2016 - 2017

0677-4090-01
  Secularization & Uprooting in the History and Literature of the Jews of E.Europe                     
FACULTY OF HUMANITIES
Prof. David AssafCarter203Wed1600-2000 Sem  2
Prof. Avner Holtzman
 
 
University credit hours:  4.0

Course description
Secularization and Uprooting in the History and Literature of the Jews of Eastern Europe
The seminar will follow the experience of disengagement from the old Jewish tradition and from the world of religious observance, as expressed in a variety of sources of the Jews of Eastern Europe from the late 18th century onward. This experience left its mark on Modern Hebrew literature, and in fact shaped the contours of the modern history of the Jews, which was a constant struggle between traditionalists and reformers over the future picture of the Jewish people and of the authoritative sources of its identity.

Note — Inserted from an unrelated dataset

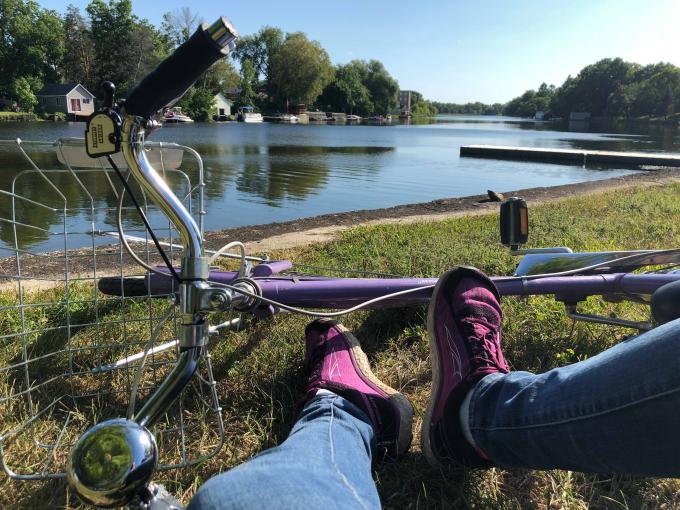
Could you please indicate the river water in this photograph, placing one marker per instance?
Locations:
(261, 173)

Based on various sources from memoir literature, autobiography, prose and poetry, we will attempt to analyze the historical roots of modern Jewish secularism, while identifying its complex stages and patterns. The most known literary embodiment of this process is the ‘uprooted’, the one who left the confines of tradition, but did not assimilate into the secular world opposing it, and remained suspended between the two. This hero is usually absorbed in intensive self-reflection, immersed in a state of wandering, and of social and intellectual uncertainty, and sometimes finds himself in situations of total despair. The challenge in creating these characters served as a catalyst for developing and refining the Modern Hebrew consciousness literature, brimming with psychological insights. These ‘uprooted’ individuals, whose souls were split in two, formed the basis for the shaping of the modern Jewish identity. In this seminar we will examine some writers, those familiar and the lesser known, who experienced, first-hand, various forms of disengagement, abandonment and even forced removal from the traditional community and from tradition itself, among them Shlomo Maimon, M.L. Lilienblum, A.B. Gottlober, Y.L. Gordon, H.N. Bialik, M.J. Berdyczewski, M.Z. Feierberg, Y.H. Brenner, and S.Y. Agnon.